What code changed recently?
Why is
perf trace
not giving me anything I can work with? -
How awesome is my Sidekiq logging?
Where is my divining rod?
Julia Evans is working on a fantastic profiler that will allow us to answer this kind of question real quick. But in the meantime, is there anything we can do?
rbtrace + stackprof
At Discourse we include rbtrace and stackprof in our Gemfile.
gem 'rbtrace'
gem 'stackprof', require: false
We always load up rbtrace in production, it allows us a large variety of production level debugging. stackprof is loaded on-demand.

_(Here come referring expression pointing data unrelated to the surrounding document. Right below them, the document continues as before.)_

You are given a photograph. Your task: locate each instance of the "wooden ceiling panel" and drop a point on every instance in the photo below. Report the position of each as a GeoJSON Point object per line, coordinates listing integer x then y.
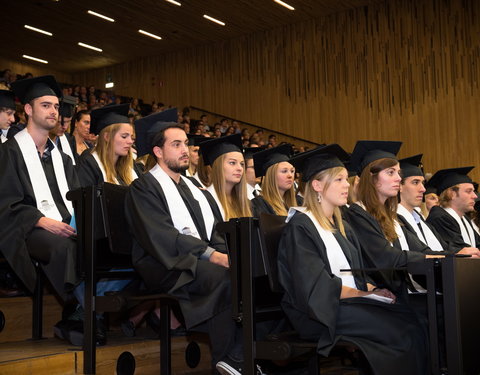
{"type": "Point", "coordinates": [180, 27]}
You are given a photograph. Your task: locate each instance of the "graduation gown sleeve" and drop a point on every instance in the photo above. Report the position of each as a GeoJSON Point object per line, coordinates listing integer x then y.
{"type": "Point", "coordinates": [260, 205]}
{"type": "Point", "coordinates": [18, 209]}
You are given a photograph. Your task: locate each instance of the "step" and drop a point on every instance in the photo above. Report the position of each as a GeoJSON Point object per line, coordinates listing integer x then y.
{"type": "Point", "coordinates": [53, 356]}
{"type": "Point", "coordinates": [18, 317]}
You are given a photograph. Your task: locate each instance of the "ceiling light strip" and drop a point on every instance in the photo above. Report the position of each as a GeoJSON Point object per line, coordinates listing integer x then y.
{"type": "Point", "coordinates": [284, 4]}
{"type": "Point", "coordinates": [38, 30]}
{"type": "Point", "coordinates": [214, 20]}
{"type": "Point", "coordinates": [90, 47]}
{"type": "Point", "coordinates": [35, 59]}
{"type": "Point", "coordinates": [149, 34]}
{"type": "Point", "coordinates": [100, 15]}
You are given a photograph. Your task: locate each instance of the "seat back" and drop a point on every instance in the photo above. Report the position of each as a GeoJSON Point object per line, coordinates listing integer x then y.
{"type": "Point", "coordinates": [271, 228]}
{"type": "Point", "coordinates": [113, 213]}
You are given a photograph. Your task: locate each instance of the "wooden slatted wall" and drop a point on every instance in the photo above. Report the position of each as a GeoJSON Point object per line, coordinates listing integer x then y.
{"type": "Point", "coordinates": [399, 70]}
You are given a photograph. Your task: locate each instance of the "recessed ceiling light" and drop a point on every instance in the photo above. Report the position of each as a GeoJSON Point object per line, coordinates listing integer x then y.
{"type": "Point", "coordinates": [35, 59]}
{"type": "Point", "coordinates": [214, 20]}
{"type": "Point", "coordinates": [89, 46]}
{"type": "Point", "coordinates": [149, 34]}
{"type": "Point", "coordinates": [38, 30]}
{"type": "Point", "coordinates": [100, 15]}
{"type": "Point", "coordinates": [283, 4]}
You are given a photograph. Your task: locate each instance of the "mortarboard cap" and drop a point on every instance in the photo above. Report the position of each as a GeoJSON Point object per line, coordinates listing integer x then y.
{"type": "Point", "coordinates": [266, 158]}
{"type": "Point", "coordinates": [311, 162]}
{"type": "Point", "coordinates": [411, 166]}
{"type": "Point", "coordinates": [7, 99]}
{"type": "Point", "coordinates": [366, 152]}
{"type": "Point", "coordinates": [216, 147]}
{"type": "Point", "coordinates": [446, 178]}
{"type": "Point", "coordinates": [250, 151]}
{"type": "Point", "coordinates": [31, 88]}
{"type": "Point", "coordinates": [110, 114]}
{"type": "Point", "coordinates": [147, 127]}
{"type": "Point", "coordinates": [67, 104]}
{"type": "Point", "coordinates": [196, 140]}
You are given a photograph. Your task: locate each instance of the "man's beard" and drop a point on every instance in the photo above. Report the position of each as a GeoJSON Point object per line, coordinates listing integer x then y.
{"type": "Point", "coordinates": [175, 166]}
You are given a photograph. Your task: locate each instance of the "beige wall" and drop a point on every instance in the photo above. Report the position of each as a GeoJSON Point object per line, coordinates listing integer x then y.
{"type": "Point", "coordinates": [37, 69]}
{"type": "Point", "coordinates": [402, 70]}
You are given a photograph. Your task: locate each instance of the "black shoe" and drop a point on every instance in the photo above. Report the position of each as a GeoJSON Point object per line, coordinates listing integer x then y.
{"type": "Point", "coordinates": [72, 331]}
{"type": "Point", "coordinates": [128, 328]}
{"type": "Point", "coordinates": [229, 367]}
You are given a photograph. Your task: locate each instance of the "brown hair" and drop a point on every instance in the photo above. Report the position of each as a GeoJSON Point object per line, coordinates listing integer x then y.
{"type": "Point", "coordinates": [385, 214]}
{"type": "Point", "coordinates": [311, 200]}
{"type": "Point", "coordinates": [270, 192]}
{"type": "Point", "coordinates": [237, 205]}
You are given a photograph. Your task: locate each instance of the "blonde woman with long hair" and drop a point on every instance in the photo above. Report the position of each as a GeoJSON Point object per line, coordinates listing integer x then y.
{"type": "Point", "coordinates": [278, 193]}
{"type": "Point", "coordinates": [323, 301]}
{"type": "Point", "coordinates": [229, 186]}
{"type": "Point", "coordinates": [111, 159]}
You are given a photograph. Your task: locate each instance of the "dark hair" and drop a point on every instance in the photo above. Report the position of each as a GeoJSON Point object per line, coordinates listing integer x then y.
{"type": "Point", "coordinates": [159, 138]}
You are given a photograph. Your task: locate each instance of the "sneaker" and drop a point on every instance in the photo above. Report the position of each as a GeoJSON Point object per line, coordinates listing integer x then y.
{"type": "Point", "coordinates": [229, 367]}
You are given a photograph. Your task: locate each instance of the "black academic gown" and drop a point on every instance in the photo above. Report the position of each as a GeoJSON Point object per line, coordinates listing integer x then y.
{"type": "Point", "coordinates": [448, 229]}
{"type": "Point", "coordinates": [377, 252]}
{"type": "Point", "coordinates": [19, 214]}
{"type": "Point", "coordinates": [406, 225]}
{"type": "Point", "coordinates": [168, 260]}
{"type": "Point", "coordinates": [89, 173]}
{"type": "Point", "coordinates": [261, 206]}
{"type": "Point", "coordinates": [390, 336]}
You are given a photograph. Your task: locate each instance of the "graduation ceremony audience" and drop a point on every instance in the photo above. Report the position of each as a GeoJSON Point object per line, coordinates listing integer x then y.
{"type": "Point", "coordinates": [355, 210]}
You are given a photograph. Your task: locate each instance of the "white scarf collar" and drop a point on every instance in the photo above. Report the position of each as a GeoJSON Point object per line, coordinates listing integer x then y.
{"type": "Point", "coordinates": [181, 218]}
{"type": "Point", "coordinates": [465, 235]}
{"type": "Point", "coordinates": [212, 191]}
{"type": "Point", "coordinates": [104, 174]}
{"type": "Point", "coordinates": [428, 236]}
{"type": "Point", "coordinates": [43, 196]}
{"type": "Point", "coordinates": [66, 147]}
{"type": "Point", "coordinates": [336, 256]}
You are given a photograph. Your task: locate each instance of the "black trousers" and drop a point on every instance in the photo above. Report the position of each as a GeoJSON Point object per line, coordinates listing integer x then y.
{"type": "Point", "coordinates": [57, 256]}
{"type": "Point", "coordinates": [206, 303]}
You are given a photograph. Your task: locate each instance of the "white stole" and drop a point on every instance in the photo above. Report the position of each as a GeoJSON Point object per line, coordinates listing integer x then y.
{"type": "Point", "coordinates": [212, 191]}
{"type": "Point", "coordinates": [465, 235]}
{"type": "Point", "coordinates": [104, 174]}
{"type": "Point", "coordinates": [336, 256]}
{"type": "Point", "coordinates": [43, 196]}
{"type": "Point", "coordinates": [250, 190]}
{"type": "Point", "coordinates": [430, 238]}
{"type": "Point", "coordinates": [181, 218]}
{"type": "Point", "coordinates": [66, 147]}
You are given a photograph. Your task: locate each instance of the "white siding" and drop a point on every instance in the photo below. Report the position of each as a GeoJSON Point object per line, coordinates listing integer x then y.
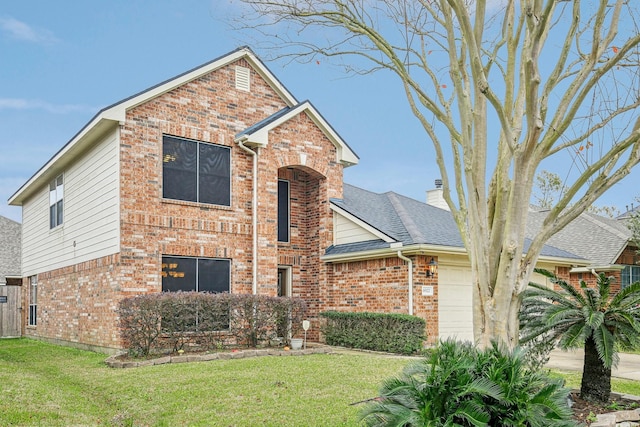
{"type": "Point", "coordinates": [347, 231]}
{"type": "Point", "coordinates": [90, 227]}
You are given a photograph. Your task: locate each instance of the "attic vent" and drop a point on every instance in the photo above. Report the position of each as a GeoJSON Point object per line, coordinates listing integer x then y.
{"type": "Point", "coordinates": [242, 79]}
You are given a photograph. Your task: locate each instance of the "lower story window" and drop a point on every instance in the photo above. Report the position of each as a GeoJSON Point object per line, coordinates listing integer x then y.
{"type": "Point", "coordinates": [630, 274]}
{"type": "Point", "coordinates": [195, 274]}
{"type": "Point", "coordinates": [33, 300]}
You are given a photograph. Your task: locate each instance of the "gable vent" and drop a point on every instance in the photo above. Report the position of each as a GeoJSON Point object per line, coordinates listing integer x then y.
{"type": "Point", "coordinates": [242, 79]}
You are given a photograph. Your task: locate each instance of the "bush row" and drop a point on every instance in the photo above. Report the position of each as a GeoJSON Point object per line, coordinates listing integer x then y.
{"type": "Point", "coordinates": [394, 333]}
{"type": "Point", "coordinates": [155, 322]}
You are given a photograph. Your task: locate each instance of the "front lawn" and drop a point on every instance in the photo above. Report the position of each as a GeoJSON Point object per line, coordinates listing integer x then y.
{"type": "Point", "coordinates": [43, 384]}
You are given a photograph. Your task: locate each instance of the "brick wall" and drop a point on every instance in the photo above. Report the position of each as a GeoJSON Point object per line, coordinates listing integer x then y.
{"type": "Point", "coordinates": [381, 286]}
{"type": "Point", "coordinates": [78, 303]}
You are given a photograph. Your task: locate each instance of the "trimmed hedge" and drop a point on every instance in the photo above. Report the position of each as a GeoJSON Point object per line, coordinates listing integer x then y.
{"type": "Point", "coordinates": [158, 322]}
{"type": "Point", "coordinates": [390, 332]}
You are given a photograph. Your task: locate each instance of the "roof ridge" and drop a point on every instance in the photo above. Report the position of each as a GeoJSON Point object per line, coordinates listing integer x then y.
{"type": "Point", "coordinates": [596, 220]}
{"type": "Point", "coordinates": [407, 220]}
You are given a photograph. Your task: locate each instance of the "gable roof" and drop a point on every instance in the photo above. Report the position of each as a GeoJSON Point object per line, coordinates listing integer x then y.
{"type": "Point", "coordinates": [410, 223]}
{"type": "Point", "coordinates": [599, 239]}
{"type": "Point", "coordinates": [111, 116]}
{"type": "Point", "coordinates": [10, 244]}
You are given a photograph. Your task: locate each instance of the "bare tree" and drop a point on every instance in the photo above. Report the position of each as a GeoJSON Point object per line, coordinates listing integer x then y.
{"type": "Point", "coordinates": [499, 87]}
{"type": "Point", "coordinates": [548, 189]}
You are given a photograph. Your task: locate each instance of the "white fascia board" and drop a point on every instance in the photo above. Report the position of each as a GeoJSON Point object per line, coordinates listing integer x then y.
{"type": "Point", "coordinates": [562, 261]}
{"type": "Point", "coordinates": [588, 269]}
{"type": "Point", "coordinates": [362, 224]}
{"type": "Point", "coordinates": [88, 134]}
{"type": "Point", "coordinates": [261, 136]}
{"type": "Point", "coordinates": [431, 250]}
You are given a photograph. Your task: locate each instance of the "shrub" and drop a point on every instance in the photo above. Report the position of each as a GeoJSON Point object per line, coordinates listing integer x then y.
{"type": "Point", "coordinates": [172, 319]}
{"type": "Point", "coordinates": [140, 322]}
{"type": "Point", "coordinates": [394, 333]}
{"type": "Point", "coordinates": [458, 384]}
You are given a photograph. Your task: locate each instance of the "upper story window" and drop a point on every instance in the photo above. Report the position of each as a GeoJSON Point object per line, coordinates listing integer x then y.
{"type": "Point", "coordinates": [56, 201]}
{"type": "Point", "coordinates": [630, 274]}
{"type": "Point", "coordinates": [195, 274]}
{"type": "Point", "coordinates": [284, 219]}
{"type": "Point", "coordinates": [33, 300]}
{"type": "Point", "coordinates": [196, 171]}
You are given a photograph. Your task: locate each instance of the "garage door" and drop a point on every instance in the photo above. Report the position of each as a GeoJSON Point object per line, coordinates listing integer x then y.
{"type": "Point", "coordinates": [455, 314]}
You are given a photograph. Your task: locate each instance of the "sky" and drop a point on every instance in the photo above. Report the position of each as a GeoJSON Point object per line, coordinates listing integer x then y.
{"type": "Point", "coordinates": [62, 61]}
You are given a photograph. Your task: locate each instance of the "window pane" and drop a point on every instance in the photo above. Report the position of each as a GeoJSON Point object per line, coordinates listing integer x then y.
{"type": "Point", "coordinates": [215, 174]}
{"type": "Point", "coordinates": [52, 193]}
{"type": "Point", "coordinates": [179, 167]}
{"type": "Point", "coordinates": [213, 275]}
{"type": "Point", "coordinates": [178, 274]}
{"type": "Point", "coordinates": [59, 212]}
{"type": "Point", "coordinates": [52, 216]}
{"type": "Point", "coordinates": [59, 189]}
{"type": "Point", "coordinates": [33, 315]}
{"type": "Point", "coordinates": [283, 211]}
{"type": "Point", "coordinates": [635, 274]}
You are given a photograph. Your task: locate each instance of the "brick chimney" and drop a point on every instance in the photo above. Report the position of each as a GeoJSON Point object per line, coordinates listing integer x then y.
{"type": "Point", "coordinates": [434, 197]}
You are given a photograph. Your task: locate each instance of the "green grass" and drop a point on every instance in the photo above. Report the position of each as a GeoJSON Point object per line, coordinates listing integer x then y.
{"type": "Point", "coordinates": [618, 385]}
{"type": "Point", "coordinates": [47, 385]}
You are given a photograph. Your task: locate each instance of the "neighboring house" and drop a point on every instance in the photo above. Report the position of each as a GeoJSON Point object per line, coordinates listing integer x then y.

In this particular case I simply run:
# rbtrace -p 190 -e '{ require "stackprof"; StackProf.start(mode: :cpu); sleep 2; StackProf.stop; StackProf.results("/tmp/perf"); }'
This injects a new thread that enables stackprof globally and finally writes the performance data to /tmp/perf
This dump can easily be analyzed:
# stackprof /tmp/perf
Mode: cpu(1000)
Samples: 475 (0.63% miss rate)
GC: 0 (0.00%)
473 (99.6%) 473 (99.6%) #<Class:0x00007fac08218020>::Typography.to_html_french
4 (0.8%) 1 (0.2%) #<Module:0x00007fac080c3620>.reap_connections
In fact, we can even collect backtraces and generate flamegraphs in stackprof, so I strongly recommend reading through the readme.
So there you have it, my culprit is:
text.gsub(/(\s|)+([!?;]+(\s|\z))/, ' \2\3')
A regular expression consuming 100% CPU in production, this has got to be a first
Some people asked me what was the text that exploded the regex and how did I fix it:
A repro is here
For my part I removed the offending code for now. I am not even entirely sure what my customer was trying to do with the regex.